In Brodersen’s translation, the woman is still assumed to have killed the child. The only difference here is that she has not eaten it yet but only butchered it, which in German implies the intention of eating it.
Alison Nobel, however, translates the Greek word ‘νύμφη’ (nymph, bride) as ‘nymph’:
But then it happened that, while they were both away, a snake crawled onto the baby, and a nymph jumped on it and killed it. When the husband returned and saw the nymph outside all bloody with the blood of the snake, he presumed that she had eaten the baby (Noble, 2022: 294).
This adds another layer of confusion as there is no explanation of why there would suddenly be a nymph. Yet, while the nymph is not the baby’s mother, she is still a woman saving a child and getting killed for it. In that sense, Noble’s translation decision does not change the overall misogynist trajectory of the tale but adds a mysterious fantastic element of the baby being protected by a nymph.

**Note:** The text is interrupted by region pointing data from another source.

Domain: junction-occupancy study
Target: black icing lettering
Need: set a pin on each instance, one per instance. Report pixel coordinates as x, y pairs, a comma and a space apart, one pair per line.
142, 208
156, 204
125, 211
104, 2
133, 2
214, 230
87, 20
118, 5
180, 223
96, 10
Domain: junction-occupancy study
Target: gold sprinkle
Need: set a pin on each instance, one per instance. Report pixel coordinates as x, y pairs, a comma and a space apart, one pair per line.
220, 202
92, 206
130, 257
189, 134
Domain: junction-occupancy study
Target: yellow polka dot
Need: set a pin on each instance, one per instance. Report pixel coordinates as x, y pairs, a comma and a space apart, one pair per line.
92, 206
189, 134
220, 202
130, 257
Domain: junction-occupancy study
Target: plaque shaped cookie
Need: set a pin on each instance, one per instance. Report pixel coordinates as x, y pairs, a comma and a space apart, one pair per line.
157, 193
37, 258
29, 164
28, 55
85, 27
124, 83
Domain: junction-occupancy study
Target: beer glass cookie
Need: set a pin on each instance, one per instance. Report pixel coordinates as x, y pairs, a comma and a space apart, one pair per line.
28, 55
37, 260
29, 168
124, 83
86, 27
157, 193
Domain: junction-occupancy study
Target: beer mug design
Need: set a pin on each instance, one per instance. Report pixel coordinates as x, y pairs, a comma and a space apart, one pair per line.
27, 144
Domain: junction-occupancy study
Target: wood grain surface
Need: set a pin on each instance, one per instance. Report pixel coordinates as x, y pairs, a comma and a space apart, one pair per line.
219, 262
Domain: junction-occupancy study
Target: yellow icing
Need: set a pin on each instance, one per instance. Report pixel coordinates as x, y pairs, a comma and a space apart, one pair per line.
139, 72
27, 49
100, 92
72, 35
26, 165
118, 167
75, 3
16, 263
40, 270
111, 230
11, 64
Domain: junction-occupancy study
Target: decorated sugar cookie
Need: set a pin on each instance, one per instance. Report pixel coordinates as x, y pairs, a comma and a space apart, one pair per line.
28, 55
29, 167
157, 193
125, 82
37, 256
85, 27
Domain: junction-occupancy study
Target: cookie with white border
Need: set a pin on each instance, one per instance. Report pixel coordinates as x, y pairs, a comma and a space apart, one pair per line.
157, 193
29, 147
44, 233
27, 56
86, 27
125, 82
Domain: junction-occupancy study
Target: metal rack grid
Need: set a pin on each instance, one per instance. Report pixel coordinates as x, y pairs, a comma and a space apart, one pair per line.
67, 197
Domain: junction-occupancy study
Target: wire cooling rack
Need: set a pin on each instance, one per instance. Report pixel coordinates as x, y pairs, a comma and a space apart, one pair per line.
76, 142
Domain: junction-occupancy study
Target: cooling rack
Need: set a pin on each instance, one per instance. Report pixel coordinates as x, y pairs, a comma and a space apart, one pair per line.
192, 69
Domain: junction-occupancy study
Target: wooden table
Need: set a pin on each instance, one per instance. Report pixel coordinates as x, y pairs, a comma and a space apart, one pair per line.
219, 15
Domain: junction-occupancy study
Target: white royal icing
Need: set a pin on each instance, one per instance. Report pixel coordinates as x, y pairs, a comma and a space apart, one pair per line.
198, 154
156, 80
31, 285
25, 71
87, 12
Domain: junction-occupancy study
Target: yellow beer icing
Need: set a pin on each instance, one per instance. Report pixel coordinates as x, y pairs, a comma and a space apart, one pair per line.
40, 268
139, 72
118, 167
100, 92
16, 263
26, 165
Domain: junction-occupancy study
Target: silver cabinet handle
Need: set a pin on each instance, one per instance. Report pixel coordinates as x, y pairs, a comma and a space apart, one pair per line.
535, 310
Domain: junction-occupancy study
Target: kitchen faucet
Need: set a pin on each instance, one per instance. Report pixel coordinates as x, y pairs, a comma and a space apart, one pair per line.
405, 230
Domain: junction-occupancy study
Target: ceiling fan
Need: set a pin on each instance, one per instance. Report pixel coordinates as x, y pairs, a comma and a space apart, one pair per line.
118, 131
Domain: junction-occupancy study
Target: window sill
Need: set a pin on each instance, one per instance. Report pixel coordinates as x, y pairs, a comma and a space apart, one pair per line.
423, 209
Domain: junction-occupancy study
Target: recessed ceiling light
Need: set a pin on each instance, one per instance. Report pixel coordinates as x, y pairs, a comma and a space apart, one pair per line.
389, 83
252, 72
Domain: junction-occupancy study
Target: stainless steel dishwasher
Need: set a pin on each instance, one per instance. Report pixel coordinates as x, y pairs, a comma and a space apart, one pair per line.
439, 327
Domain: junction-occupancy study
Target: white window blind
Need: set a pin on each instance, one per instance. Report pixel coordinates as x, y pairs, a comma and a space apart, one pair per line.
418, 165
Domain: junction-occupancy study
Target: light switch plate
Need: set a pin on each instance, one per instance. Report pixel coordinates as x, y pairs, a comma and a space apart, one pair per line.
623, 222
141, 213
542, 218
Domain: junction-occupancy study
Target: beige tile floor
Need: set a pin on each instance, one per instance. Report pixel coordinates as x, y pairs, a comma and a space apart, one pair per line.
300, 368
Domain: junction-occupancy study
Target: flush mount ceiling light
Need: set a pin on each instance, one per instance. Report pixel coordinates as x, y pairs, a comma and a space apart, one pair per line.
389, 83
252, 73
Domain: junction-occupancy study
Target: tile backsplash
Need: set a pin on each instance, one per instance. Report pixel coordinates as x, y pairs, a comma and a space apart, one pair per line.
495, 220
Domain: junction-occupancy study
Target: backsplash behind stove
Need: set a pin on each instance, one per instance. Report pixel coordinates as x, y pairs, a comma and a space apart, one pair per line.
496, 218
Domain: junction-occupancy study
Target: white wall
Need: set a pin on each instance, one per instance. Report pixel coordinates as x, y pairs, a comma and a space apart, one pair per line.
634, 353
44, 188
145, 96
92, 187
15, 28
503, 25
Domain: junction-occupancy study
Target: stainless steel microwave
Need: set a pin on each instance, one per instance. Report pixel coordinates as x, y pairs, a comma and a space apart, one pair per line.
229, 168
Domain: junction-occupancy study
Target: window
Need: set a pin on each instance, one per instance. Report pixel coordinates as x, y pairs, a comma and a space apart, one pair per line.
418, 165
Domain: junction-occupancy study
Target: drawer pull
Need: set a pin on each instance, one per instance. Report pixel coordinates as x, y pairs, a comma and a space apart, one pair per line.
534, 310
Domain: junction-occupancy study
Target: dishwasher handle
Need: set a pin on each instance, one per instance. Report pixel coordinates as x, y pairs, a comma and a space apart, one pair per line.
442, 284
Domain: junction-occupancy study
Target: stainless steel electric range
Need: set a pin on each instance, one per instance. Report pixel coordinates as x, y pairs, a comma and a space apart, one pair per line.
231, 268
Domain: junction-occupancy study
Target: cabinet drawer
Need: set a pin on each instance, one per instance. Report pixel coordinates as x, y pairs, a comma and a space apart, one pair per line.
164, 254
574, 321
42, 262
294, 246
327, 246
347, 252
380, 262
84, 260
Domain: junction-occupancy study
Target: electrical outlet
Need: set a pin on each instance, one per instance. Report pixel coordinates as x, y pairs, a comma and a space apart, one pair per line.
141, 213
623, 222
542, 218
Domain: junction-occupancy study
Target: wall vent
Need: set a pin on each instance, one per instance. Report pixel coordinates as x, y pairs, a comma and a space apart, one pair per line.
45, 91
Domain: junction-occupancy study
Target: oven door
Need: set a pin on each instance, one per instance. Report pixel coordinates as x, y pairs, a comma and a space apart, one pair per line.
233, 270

It has been simply accepted that a woman might resort to ripping snake into bloodied bits with her teeth. Likewise, the father’s first assumption of his wife’s cannibalistic habits is never questioned, as if the commonly expected explanation of the blood covering her should not be that she hurt herself. In this sense, it is helpful to visualize the Greek version to make others aware of a translation mistake freely transmitted for nearly 1000 years.
Conclusion
Overall, the visualization strategy has proven to be able in pinpointing the focus on the absurdity of the wife acting like an animal. One could also consider that the Hebrew version presents the most reasonable father character. Leaving a faithful dog to protect your baby is at least more convincing than leaving a mongoose as a guardian or simply leaving the baby unattended as in the Greek. Equally, discovering the dog full of blood makes for the most convincing misconception as dogs are used for hunting and even attacking humans.
Looking at the wife-character, however, the father’s behavior is governed by brutal absurdity. Using the comic as an incentive, the comparison with two modern translations by Brodersen and Noble has shown that the cannibalistic wife or, in Noble’s case, nymph is indeed no reason for them to question Symeon Seth’s translating abilities. In other words, the curious case of the mongoose turning dog turning wife not only points out freely accepted misogyny but also the naïve trust in a translator’s faithful and correct rendition of their source.
Competing Interests
The author has no competing interests to declare.